Dependency Parsing

How to compile

Suppose that ZPar has been downloaded to the directory zpar. To make a dependency parsing system for English, type make english.depparser. This will create a directory zpar/dist/english.depparser, in which there are two files: train and depparser. The file train is used to train a parsing model, and the file depparser is used to parse new texts using a trained parsing model. Similarly, we can make a dependency parsing system for Chinese by typing make chinese.depparser. The train and depparser files are created under the directory of zpar/dist/chinese.depparser.

Format of inputs and outputs

The input file to the train executable contains a set of parse trees. An example parse tree is as follows:


Ms.        NNP    1
Haag       NNP    2
plays      VBZ    -1
Elianti    NNP    2
.          .      2

Here the first column represents the words of the sentence; the second column contains POS tags of the words; the third column represents the indices of the heads of the words. Indices start from 0. For example, the head index of the word Ms. is 1, which means its head is Haag. The head index for the root word of the sentences is -1. Note that, in each line tab characters are used to separate a word, a POS tag, and an index.

The input file to the depparser executable contains POS tagged sentences. The formats for English and Chinese are different.

English:

 Ms./NNP Haag/NNP plays/VBZ Elianti/NNP

Chinese:

 ZPar_NR 可以_MD 分析_VV 中文_NN 和_CC 英文_NN

For Chinese, inputs to both train and depparser must be encoded in utf8.

How to train a model

To train a model, use

 zpar/dist/english.depparser/train <train-file> <model-file> <number of iterations>

For example, using the English example train file, you can train a model by

 zpar/dist/english.depparser/train train.txt model 1

After training is completed, a new file model will be created in the current directory, which can be used to parse POS-tagged sentences. The above command performs training with one iteration (see How to tune the performance of a system) using the training file.

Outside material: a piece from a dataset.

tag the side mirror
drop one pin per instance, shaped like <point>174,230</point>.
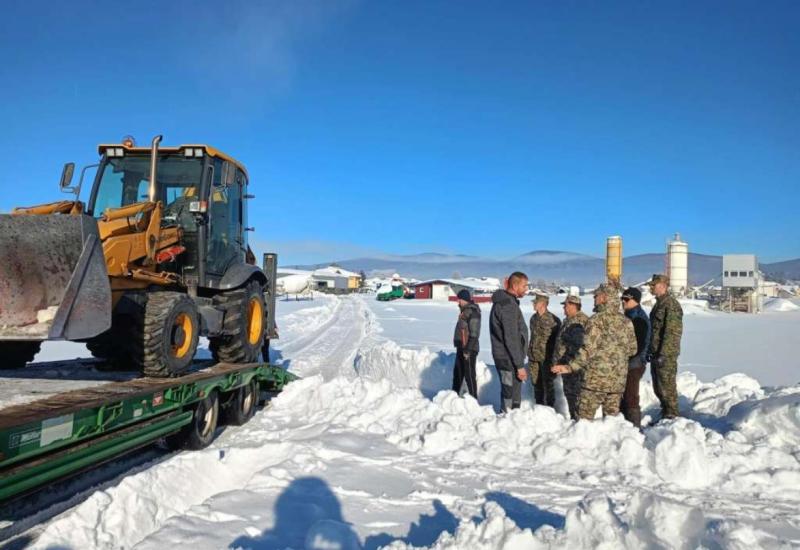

The commands for training Chinese parsing models are the same. For example, using the Chinese example train file, you can train a model by

 zpar/dist/chinese.depparser/train train.txt model 1

How to parse new texts

To apply an existing model to parse new texts, use

 zpar/dist/english.depparser/depparser <model> <input-file> <output-file>

For example, using the model we just trained, we can parse an example input by

 zpar/dist/english.depparser/depparser model input.txt output.txt

The output file contains automatically parsed trees. The commands for parsing Chinese texts are the same. See an example of Chinese input file.

Outputs and evaluation

In order to evaluate the quality of the outputs, we can manually specify the gold parse trees of a sample, and compare the outputs with the correct sample.

Manually specified parse trees of the input file are given in this example reference file (find a Chinese reference file here). Here is a Python script that performs automatic evaluation.

Using the above output.txt and reference.txt, we can evaluate the accuracies by typing

 python evaluate.py output.txt reference.txt

You can find the precision, recall, and f-score here. See the explanation of these measures on Wikipedia.

How to tune the performance of a system

The performance of the system after one training iteration may not be optimal. You can try training a model for another few iterations, after each you compare the performance. You can choose the model that gives the highest f-score on your test data. We conventionally call this test file the development test data, because you develop a parsing model using this. Here is a a shell script that automatically trains the parser for 30 iterations, and after the ith iteration, stores the model file to model.i. You can compare the f-score of all 30 iterations and choose model.k, which gives the best f-score, as the final model. In this file, this is a variable called zpar. You need to set this variable to the relative directory of zpar/dist/english.depparser or zpar/dist/chinese.depparser.

Source code

The source code for the English dependency parser can be found at

 zpar/src/common/depparser/implementation/ENGLISH_DEPPARSER_IMPL

where ENGLISH_DEPPARSER_IMPL is a macro defined in Makefile, and specifies a specific implementation for the English dependency parser.

The source code for the Chinese dependency parser can be found at

 zpar/src/common/depparser/implementation/CHINESE_DEPPARSER_IMPL

where CHINESE_DEPPARSER_IMPL is a macro defined in Makefile, and specifies a specific implementation for the Chinese dependency parser.

Reference

Yue Zhang and Stephen Clark. 2008. A Tale of Two Parsers: Investigating and Combining Graph-based And transition-based Dependency Parsing Using Beam-search. In Proc. of EMNLP, pages 562-571.
Yue Zhang and Joakim Nivre. 2011. Transition-based Dependency Parsing with Rich Non-local Features. In Proc. of ACL, pages 188-193.